Intel MKL has been MATLAB's provider of BLAS and LAPACK for a long time now.  In MATLAB R2022a, for example we have

>> version -lapack ans = 'Intel(R) oneAPI Math Kernel Library Version 2021.3-Product Build 20210611 for Intel(R) 64 architecture applications (CNR branch AVX512_E1) supporting Linear Algebra PACKage (LAPACK 3.9.0)' >> version -blas ans = 'Intel(R) oneAPI Math Kernel Library Version 2021.3-Product Build 20210611 for Intel(R) 64 architecture applications (CNR branch AVX512_E1)'

MKL works just fine on AMD processors as well but some of our users have been asking for official support for AMD's own accelerated implementations of these libraries.  Called the AMD Optimizing CPU Libraries, or AOCL for short, these are developed by AMD and targeted at their own hardware although, as with Intel MKL, they work on both AMD and Intel hardware.

AOCL is optionally available in MATLAB from R2022a

As of R2022a, we have started shipping AOCL with MATLAB but it is not activated by default.  Changing the default version of anything is not something MathWorks does lightly.  As such, R2022a continues to use MKL by default but users of both Intel and AMD hardware (On Windows and Linux) are able to switch to using the version of AOCL that has passed MathWorks qualification testing.

Instructions for making the switch are given on this MATLAB Answers post.
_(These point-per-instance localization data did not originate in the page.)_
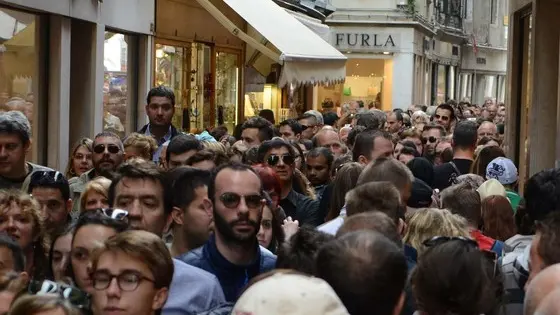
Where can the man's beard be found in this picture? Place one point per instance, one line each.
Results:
(226, 229)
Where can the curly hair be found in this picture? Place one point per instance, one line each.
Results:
(84, 142)
(497, 218)
(427, 223)
(31, 209)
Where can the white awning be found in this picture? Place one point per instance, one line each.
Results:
(306, 57)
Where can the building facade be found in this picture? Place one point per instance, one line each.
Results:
(75, 68)
(533, 85)
(78, 67)
(484, 59)
(399, 52)
(229, 59)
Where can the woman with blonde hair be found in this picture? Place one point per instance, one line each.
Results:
(430, 222)
(43, 304)
(80, 158)
(22, 220)
(96, 194)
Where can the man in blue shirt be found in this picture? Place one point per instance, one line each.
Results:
(160, 108)
(144, 191)
(233, 253)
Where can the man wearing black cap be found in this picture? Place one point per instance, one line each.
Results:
(420, 197)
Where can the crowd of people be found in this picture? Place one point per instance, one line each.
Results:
(411, 211)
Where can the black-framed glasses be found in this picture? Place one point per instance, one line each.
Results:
(438, 240)
(69, 293)
(112, 148)
(274, 159)
(54, 175)
(115, 214)
(441, 117)
(127, 281)
(232, 200)
(430, 139)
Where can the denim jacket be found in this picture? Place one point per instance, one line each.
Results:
(233, 278)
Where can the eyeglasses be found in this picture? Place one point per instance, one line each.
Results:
(431, 139)
(54, 175)
(273, 160)
(127, 281)
(71, 294)
(438, 240)
(232, 200)
(115, 214)
(112, 148)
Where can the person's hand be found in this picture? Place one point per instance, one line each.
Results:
(290, 227)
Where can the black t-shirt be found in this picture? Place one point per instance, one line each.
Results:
(446, 174)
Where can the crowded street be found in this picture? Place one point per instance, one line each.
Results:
(273, 157)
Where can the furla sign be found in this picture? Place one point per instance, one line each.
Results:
(366, 41)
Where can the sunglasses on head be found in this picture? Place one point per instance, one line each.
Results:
(115, 214)
(112, 148)
(431, 139)
(232, 200)
(274, 159)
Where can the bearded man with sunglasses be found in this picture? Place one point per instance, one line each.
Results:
(280, 155)
(233, 253)
(108, 155)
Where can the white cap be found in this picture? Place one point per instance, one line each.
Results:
(503, 170)
(293, 294)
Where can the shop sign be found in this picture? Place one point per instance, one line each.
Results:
(366, 41)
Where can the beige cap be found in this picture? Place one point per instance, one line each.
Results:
(491, 187)
(293, 294)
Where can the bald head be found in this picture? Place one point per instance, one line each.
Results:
(540, 287)
(487, 129)
(550, 305)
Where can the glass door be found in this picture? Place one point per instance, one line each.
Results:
(227, 89)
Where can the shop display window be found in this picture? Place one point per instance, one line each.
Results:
(367, 80)
(18, 67)
(170, 65)
(116, 83)
(227, 92)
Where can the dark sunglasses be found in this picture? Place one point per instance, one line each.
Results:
(431, 139)
(112, 148)
(232, 200)
(71, 294)
(441, 117)
(273, 160)
(115, 214)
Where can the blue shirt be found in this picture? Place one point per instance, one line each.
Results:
(192, 291)
(161, 141)
(233, 278)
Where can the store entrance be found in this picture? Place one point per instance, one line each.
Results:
(205, 80)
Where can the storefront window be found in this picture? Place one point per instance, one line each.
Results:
(201, 87)
(441, 84)
(18, 63)
(170, 71)
(367, 80)
(227, 78)
(115, 87)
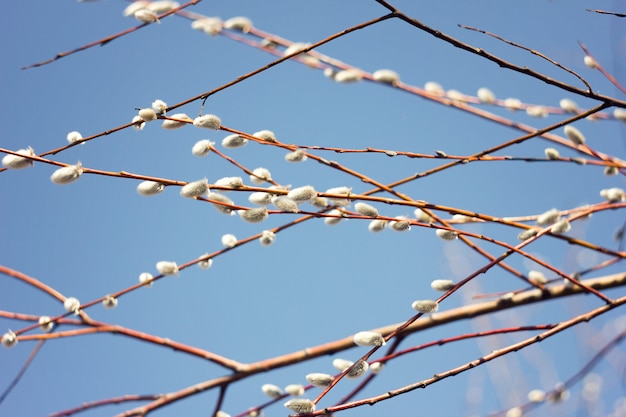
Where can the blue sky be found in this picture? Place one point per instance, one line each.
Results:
(316, 283)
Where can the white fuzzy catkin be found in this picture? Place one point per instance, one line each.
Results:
(294, 389)
(332, 221)
(74, 137)
(146, 16)
(109, 302)
(434, 88)
(319, 380)
(222, 199)
(386, 76)
(18, 162)
(299, 155)
(286, 204)
(486, 95)
(422, 216)
(138, 123)
(366, 210)
(208, 121)
(147, 115)
(229, 240)
(368, 338)
(300, 405)
(425, 306)
(195, 188)
(234, 182)
(210, 25)
(260, 175)
(302, 194)
(9, 339)
(266, 135)
(574, 135)
(67, 174)
(402, 224)
(174, 124)
(568, 105)
(255, 215)
(133, 7)
(167, 268)
(148, 188)
(549, 217)
(260, 197)
(613, 195)
(159, 106)
(267, 237)
(358, 369)
(240, 23)
(552, 153)
(202, 148)
(443, 285)
(527, 234)
(447, 234)
(560, 227)
(45, 325)
(71, 305)
(376, 226)
(512, 103)
(348, 76)
(271, 390)
(146, 279)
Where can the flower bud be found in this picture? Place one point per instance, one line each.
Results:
(222, 199)
(368, 339)
(386, 76)
(167, 268)
(195, 188)
(146, 279)
(377, 225)
(234, 141)
(18, 162)
(260, 175)
(229, 240)
(9, 339)
(425, 306)
(67, 174)
(208, 121)
(147, 115)
(443, 285)
(202, 147)
(45, 324)
(447, 234)
(298, 155)
(255, 215)
(109, 302)
(574, 135)
(148, 188)
(71, 305)
(300, 405)
(294, 389)
(302, 194)
(267, 237)
(174, 124)
(266, 135)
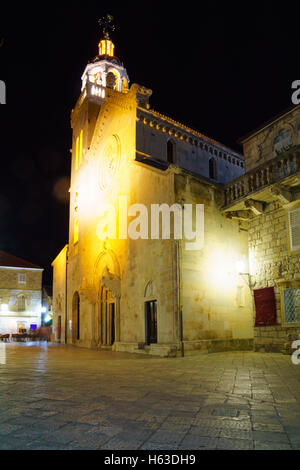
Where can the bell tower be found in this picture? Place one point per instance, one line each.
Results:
(105, 70)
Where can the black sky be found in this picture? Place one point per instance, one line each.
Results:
(221, 71)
The reason you might do this, of course, is speed.  It may be the case that AOCL is faster than MKL for some operations and we are interested in hearing from you if this is the case.  Of course we are also very interested in learning of any problems you encounter in trying this out.

What performance differences can you expect to see?

You should only expect to see performance differences in functions that make use of linear algebra.  Any potential differences will depend on factors such as type of operation, matrix size and structure and exactly which CPU you are using.

It is not necessarily the case that one library always outperforms the other on any given piece of hardware.  For example, using the script laBench.m, and running on an Azure D16ads_v5 instance that exposes 8 cores of an AMD EPYC 7763 I found the following timings for 10,000 x 10,000 matrices:

Intel MKL results (best of 3)
  • Matrix Multiply time is 5.60s
  • Cholesky time is 1.07s
AMD AOCL results (best of 3)
  • Matrix Multiply time is 5.31s
  • Cholesky time is 1.22s

So Matrix-Matrix multiplication is faster on this hardware using AOCL but Cholesky decomposition is slower for this matrix size.